ASSISTED TREATMENT HEARING DISPOSITION

     SECTION 7.1.  Procedure after failure to comply with ordered evaluation.

     If the respondent presents good and credible reason why he or she was not present for an ordered evaluation, the Psychiatric Treatment Board shall continue the proceeding and issue another order for examination.  A hearing concerning an individual who fails to comply, without good reason, with a court’s evaluation order still shall proceed.  At the conclusion of the argument of the parties, the board may either order the respondent released, into treatment, or continue the proceedings so that the respondent may be evaluated.  An individual’s refusal, without good reason, to comply with an evaluation order may be used as evidence of his or her need for treatment and incapability of making an informed medical decision.  If a continuance is ordered, the respondent shall be placed in a designated psychiatric facility and evaluated by a treating professional.  The continuance shall be for no more than seventy-two (72) hours or, if this period ends on a Saturday, Sunday or holiday, until the end of the next day on which the court is open.

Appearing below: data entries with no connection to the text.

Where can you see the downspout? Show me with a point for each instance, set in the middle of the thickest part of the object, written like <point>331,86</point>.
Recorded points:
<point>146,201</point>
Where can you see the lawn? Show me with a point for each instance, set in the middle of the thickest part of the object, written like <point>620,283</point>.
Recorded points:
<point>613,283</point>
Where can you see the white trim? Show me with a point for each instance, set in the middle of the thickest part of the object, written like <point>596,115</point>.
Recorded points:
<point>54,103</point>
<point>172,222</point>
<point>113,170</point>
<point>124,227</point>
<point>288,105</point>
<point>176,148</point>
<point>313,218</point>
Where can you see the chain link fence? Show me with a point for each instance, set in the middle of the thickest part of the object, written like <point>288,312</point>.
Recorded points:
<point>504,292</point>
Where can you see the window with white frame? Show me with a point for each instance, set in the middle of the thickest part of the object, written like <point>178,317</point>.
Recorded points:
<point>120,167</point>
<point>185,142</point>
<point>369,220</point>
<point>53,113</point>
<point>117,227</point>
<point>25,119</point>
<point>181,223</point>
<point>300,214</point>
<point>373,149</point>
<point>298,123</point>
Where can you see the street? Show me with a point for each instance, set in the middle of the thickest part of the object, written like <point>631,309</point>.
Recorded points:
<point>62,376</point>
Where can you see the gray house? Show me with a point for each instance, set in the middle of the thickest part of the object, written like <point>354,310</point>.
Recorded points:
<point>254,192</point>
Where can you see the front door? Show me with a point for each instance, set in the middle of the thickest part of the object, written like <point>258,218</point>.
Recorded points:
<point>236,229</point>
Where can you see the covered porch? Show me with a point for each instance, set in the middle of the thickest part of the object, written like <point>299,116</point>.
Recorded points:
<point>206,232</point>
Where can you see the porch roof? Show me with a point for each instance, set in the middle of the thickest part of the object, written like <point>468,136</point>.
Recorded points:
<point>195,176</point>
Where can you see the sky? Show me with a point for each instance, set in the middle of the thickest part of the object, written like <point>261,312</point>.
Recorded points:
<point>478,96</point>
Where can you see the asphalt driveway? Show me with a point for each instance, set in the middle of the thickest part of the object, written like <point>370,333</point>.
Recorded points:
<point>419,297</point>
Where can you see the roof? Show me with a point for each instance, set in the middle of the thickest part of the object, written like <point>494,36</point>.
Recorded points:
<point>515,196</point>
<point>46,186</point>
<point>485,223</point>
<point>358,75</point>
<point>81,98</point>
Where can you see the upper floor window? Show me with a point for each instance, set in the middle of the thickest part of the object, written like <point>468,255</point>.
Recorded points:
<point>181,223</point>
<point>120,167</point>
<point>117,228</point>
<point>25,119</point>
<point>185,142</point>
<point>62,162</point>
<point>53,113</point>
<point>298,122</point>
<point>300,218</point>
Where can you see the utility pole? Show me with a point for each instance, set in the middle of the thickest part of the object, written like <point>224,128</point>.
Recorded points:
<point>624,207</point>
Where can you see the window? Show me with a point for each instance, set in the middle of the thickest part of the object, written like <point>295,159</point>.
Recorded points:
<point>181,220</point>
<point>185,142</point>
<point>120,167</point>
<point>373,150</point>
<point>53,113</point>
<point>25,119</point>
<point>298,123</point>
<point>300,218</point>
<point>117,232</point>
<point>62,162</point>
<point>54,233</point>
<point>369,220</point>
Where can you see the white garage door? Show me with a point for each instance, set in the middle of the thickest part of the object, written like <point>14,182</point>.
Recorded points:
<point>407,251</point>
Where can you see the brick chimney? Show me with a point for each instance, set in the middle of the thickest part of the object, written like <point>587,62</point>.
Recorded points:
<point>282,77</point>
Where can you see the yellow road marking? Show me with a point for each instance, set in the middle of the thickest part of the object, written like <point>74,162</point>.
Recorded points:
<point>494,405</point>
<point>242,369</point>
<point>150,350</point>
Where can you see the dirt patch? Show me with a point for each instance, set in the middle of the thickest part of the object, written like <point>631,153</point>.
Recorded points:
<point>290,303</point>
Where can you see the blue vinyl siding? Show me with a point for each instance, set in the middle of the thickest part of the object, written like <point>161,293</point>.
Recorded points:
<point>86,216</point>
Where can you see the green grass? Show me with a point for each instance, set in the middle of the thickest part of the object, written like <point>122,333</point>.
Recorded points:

     SECTION 7.2.  Consent order.

     At the hearing, the petitioner and respondent may proffer a mutually agreed upon proposed assisted treatment order.  The terms of the order must be consistent with those of an initial order for assisted treatment made under this act.  The proposed order must be accompanied by the testimony, which may be by affidavit, of a treating professional qualifying under Section 6.5 that the suggested order is clinically appropriate for the respondent.  At its discretion, the court may enter the proposed order without a full hearing.  Once entered, the consent order has the same effect as an assisted treatment order issued under Section 7.3.

     SECTION 7.3.  Criteria for assisted treatment order.

     After reviewing the evidence presented at the hearing, the Psychiatric Treatment Board shall only order assisted treatment, which can be on either an inpatient or outpatient basis, if it finds the following by clear and convincing evidence:

          (a)  That the person has a severe psychiatric disorder;

          (b)  That the person is either a danger to himself or herself, a danger to others, gravely disabled, or chronically disabled; and

          (c)  That, except for someone found to be a danger, the person is likely to benefit from assisted treatment.

     SECTION 7.4.  Assisted treatment order.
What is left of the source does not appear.